STURBRIDGE (CBS) -- He tapped the nozzle as if to squeeze out every last drop.

Then Francis Dauphinais looked at the sign on the pump offering a 10 cent per gallon discount for cash after he'd paid with a credit card. "Oh I don't appreciate that at all," he said.

Dauphinais is complaining about two-tiered pricing Village Mobil in Sturbridge and a growing number of other gas stations use to offset credit card processing fees.

"They also pass it on, indirectly, to everyone else," asserted Dauphinais.

That's not how the service station dealers put it, however. The owner of Village Mobil said she offers a 10 cent per gallon discount for cash sales.

WBZ-TV's Ron Sanders reports.

She explains that banks charge 2 ½ percent to 3 percent per gallon to process credit card transactions while the average dealer makes a flat-rate profit of 12 to 15 cents per gallon. So the more gas goes up, the more money she loses on credit card sales.
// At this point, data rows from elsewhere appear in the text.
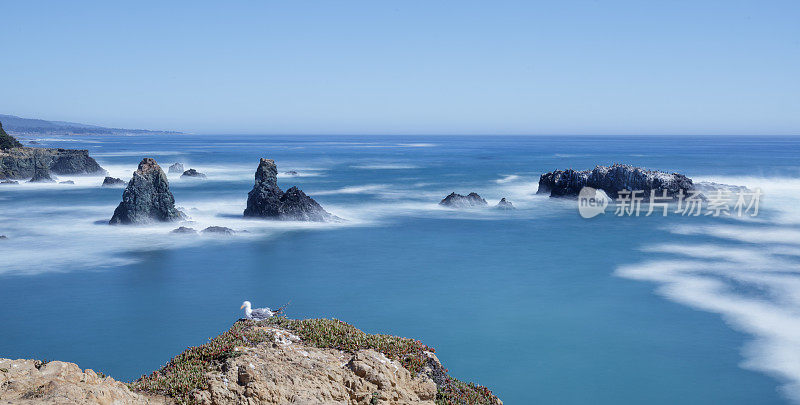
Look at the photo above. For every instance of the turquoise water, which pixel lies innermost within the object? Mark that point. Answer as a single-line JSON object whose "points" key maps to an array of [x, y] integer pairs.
{"points": [[538, 304]]}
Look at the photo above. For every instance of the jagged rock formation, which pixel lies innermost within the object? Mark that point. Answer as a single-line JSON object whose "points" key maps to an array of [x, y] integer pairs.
{"points": [[460, 201], [56, 382], [193, 173], [568, 183], [20, 163], [220, 230], [184, 229], [276, 361], [504, 204], [112, 182], [41, 174], [7, 141], [267, 200], [176, 168], [147, 197]]}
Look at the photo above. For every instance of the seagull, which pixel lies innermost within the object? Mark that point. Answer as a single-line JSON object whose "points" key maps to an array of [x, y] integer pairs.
{"points": [[259, 313]]}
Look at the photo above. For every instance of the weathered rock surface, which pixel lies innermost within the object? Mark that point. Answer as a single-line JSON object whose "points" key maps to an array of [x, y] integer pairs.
{"points": [[193, 173], [504, 205], [463, 201], [18, 162], [184, 229], [7, 141], [147, 197], [568, 183], [221, 230], [112, 182], [176, 168], [41, 174], [56, 382], [267, 200]]}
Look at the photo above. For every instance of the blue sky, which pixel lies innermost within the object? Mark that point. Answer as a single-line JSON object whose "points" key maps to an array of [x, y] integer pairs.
{"points": [[407, 67]]}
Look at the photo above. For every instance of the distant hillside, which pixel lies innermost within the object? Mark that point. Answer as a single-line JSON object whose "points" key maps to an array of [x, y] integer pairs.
{"points": [[17, 125]]}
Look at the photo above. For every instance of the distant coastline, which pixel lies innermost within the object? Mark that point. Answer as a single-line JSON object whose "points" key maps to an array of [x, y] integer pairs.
{"points": [[37, 127]]}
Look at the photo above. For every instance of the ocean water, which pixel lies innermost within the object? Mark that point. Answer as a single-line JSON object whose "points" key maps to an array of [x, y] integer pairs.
{"points": [[538, 304]]}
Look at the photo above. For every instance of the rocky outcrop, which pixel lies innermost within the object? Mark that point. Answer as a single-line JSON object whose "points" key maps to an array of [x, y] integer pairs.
{"points": [[41, 174], [504, 205], [275, 361], [463, 201], [267, 200], [184, 230], [7, 141], [112, 182], [193, 173], [147, 197], [56, 382], [20, 163], [176, 168], [219, 230], [568, 183]]}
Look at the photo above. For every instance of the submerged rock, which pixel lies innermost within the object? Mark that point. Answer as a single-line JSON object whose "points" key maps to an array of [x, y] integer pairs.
{"points": [[41, 174], [112, 182], [267, 200], [193, 173], [463, 201], [176, 168], [219, 230], [7, 141], [504, 204], [568, 183], [56, 382], [184, 229], [147, 197]]}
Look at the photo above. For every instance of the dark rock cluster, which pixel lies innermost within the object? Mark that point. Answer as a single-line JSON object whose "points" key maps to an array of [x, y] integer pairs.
{"points": [[267, 200], [504, 205], [463, 201], [176, 168], [568, 183], [193, 173], [112, 182], [147, 197]]}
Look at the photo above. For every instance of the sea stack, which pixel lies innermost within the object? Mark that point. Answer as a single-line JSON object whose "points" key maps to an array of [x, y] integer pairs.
{"points": [[147, 197], [266, 200], [612, 179], [463, 201], [41, 174]]}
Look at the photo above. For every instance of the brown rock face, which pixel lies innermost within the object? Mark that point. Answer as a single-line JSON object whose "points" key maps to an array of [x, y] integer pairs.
{"points": [[56, 382], [286, 371]]}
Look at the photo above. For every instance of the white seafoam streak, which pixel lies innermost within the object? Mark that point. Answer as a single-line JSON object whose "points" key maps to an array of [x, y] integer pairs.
{"points": [[748, 272]]}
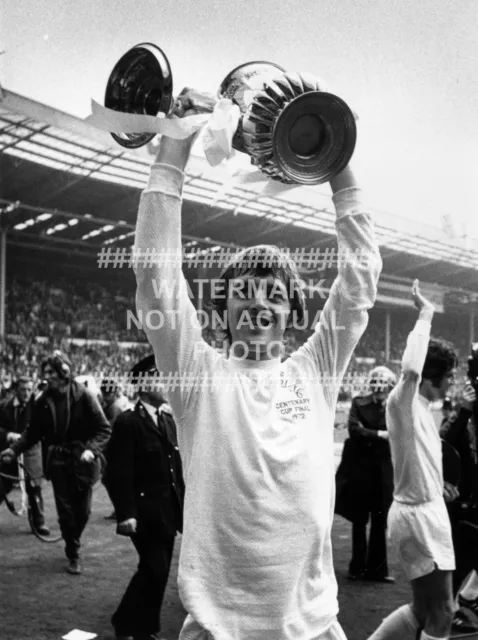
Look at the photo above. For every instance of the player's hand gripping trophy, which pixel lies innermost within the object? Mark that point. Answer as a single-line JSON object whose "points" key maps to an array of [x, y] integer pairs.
{"points": [[293, 130]]}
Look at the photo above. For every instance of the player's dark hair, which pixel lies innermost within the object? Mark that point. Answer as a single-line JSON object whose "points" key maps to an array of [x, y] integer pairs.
{"points": [[259, 261], [441, 359]]}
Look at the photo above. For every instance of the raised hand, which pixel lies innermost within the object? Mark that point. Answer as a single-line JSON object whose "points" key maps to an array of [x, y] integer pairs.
{"points": [[421, 303], [191, 102]]}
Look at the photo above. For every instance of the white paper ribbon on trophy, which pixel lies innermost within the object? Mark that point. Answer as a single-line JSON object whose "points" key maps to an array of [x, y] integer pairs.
{"points": [[117, 122], [219, 131]]}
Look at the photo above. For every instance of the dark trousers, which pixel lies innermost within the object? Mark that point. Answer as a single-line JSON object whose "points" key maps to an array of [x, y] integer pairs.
{"points": [[139, 609], [73, 505], [465, 544], [35, 500], [371, 558]]}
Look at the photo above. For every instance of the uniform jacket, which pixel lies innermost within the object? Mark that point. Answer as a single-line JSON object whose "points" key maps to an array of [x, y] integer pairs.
{"points": [[144, 472], [364, 478], [87, 426], [9, 423], [460, 431]]}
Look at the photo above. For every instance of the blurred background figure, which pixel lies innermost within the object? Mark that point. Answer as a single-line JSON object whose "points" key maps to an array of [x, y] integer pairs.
{"points": [[145, 482], [446, 410], [460, 431], [365, 479], [15, 416], [113, 403], [70, 422]]}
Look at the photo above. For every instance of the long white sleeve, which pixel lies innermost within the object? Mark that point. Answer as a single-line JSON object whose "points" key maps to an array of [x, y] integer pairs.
{"points": [[344, 317]]}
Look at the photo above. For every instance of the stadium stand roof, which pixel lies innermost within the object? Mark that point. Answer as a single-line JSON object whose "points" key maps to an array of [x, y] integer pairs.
{"points": [[67, 186]]}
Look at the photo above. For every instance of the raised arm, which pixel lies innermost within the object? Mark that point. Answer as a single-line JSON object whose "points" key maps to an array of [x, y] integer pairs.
{"points": [[416, 349], [344, 317]]}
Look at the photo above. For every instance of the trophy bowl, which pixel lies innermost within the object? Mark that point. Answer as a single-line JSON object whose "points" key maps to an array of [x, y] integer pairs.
{"points": [[240, 85], [297, 133], [141, 83]]}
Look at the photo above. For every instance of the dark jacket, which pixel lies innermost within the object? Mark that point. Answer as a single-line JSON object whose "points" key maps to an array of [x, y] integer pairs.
{"points": [[87, 426], [112, 410], [11, 422], [144, 473], [364, 479], [457, 431]]}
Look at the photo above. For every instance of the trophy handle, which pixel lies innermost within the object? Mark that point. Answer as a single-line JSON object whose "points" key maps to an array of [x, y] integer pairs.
{"points": [[141, 83]]}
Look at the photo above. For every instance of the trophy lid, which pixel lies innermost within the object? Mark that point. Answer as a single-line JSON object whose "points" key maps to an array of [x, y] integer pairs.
{"points": [[141, 83]]}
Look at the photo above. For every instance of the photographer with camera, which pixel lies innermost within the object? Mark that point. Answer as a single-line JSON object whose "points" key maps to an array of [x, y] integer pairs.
{"points": [[460, 432]]}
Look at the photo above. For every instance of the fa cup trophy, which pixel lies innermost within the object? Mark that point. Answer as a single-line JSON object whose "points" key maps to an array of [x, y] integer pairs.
{"points": [[293, 130]]}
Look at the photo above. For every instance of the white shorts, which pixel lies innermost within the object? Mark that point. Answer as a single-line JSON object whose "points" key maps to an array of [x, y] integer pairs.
{"points": [[193, 631], [420, 534]]}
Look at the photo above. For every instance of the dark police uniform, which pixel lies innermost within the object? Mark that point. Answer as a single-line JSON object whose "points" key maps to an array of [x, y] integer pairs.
{"points": [[144, 479], [365, 487], [15, 417]]}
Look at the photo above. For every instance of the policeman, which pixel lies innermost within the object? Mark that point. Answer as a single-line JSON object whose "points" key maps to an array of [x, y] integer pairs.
{"points": [[145, 482], [365, 479]]}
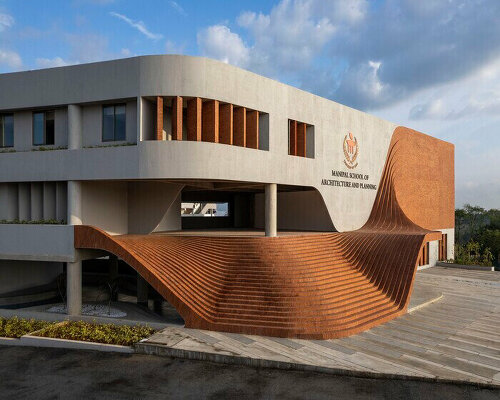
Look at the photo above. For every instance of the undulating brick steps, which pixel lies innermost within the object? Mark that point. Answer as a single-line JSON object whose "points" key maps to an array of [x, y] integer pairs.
{"points": [[313, 286]]}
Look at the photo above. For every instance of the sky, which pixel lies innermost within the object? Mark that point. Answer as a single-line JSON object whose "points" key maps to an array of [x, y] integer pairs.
{"points": [[431, 65]]}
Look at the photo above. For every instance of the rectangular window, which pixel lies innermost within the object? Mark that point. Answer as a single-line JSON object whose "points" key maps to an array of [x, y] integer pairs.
{"points": [[300, 139], [204, 209], [43, 128], [113, 123], [7, 130]]}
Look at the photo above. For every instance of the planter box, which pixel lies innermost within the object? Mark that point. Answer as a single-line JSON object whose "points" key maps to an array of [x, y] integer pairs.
{"points": [[460, 266], [39, 341]]}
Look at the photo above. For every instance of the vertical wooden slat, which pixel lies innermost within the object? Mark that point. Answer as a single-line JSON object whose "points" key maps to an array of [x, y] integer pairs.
{"points": [[252, 129], [301, 139], [194, 119], [159, 118], [226, 123], [210, 121], [293, 138], [177, 118], [240, 127]]}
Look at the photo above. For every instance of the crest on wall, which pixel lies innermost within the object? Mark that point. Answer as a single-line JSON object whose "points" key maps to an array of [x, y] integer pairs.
{"points": [[351, 149]]}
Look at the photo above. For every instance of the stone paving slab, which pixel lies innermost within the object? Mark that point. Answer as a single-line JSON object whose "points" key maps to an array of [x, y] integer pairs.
{"points": [[454, 338]]}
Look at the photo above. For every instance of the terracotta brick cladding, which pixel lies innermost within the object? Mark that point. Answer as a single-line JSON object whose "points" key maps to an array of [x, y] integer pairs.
{"points": [[240, 126], [210, 121], [226, 123], [194, 119], [177, 118], [316, 286]]}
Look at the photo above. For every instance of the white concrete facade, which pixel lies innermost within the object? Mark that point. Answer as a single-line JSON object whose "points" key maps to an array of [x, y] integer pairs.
{"points": [[135, 185]]}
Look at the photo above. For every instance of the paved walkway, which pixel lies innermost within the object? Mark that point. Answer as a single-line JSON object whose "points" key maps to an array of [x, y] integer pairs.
{"points": [[457, 337]]}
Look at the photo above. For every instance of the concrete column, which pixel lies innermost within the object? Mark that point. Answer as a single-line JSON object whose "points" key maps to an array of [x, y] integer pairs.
{"points": [[271, 211], [210, 121], [74, 270], [194, 119], [113, 276], [74, 287], [74, 127], [177, 118], [240, 126], [74, 203], [226, 123], [159, 118], [142, 291]]}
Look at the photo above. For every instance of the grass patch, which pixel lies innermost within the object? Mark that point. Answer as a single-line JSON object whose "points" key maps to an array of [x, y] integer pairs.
{"points": [[100, 333], [15, 327]]}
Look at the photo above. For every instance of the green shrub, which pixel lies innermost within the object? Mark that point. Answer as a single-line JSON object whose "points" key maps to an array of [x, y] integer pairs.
{"points": [[101, 333], [15, 327], [472, 254]]}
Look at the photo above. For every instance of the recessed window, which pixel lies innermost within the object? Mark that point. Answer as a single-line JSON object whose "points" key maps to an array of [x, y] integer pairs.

"In the 2008, when gas was $4 a gallon, I paid $85,000 dollars worth of credit card fees. Then I instituted the cash/credit pricing in 2009 and I only had to pay the credit card companies 60 grand," said Tania Laliberte, adding that means her customers saved $25,000 dollars last year.

Dorothy Herlihy of Webster preferred to pay cash. "I try to save my pennies wherever I can," she said.

Jon Bisceglia of Shrewsbury looks at the discount for cash more as a premium for credit cards. "I think it should be the same because we all carry credit cards nowadays. We all do everything with debit cards, credit cards. Very rarely do I have cash in my pocket," said Bisceglia.

Tania Laliberte, whose family has been in the gas station business 40 years, said her preference would be to sell gas at one, single, lower price for everyone which would allow her customers to save money and her to make money. But she thinks more stations will be moving to two-tier pricing as gas prices rise.

In case you're wondering if a debit card transaction counts as cash, it does not.

Matt LeLacheur, executive director of the New England Service Station and Auto Repair Association said dealers that have two-tiered pricing treat debit cards the same as credit cards.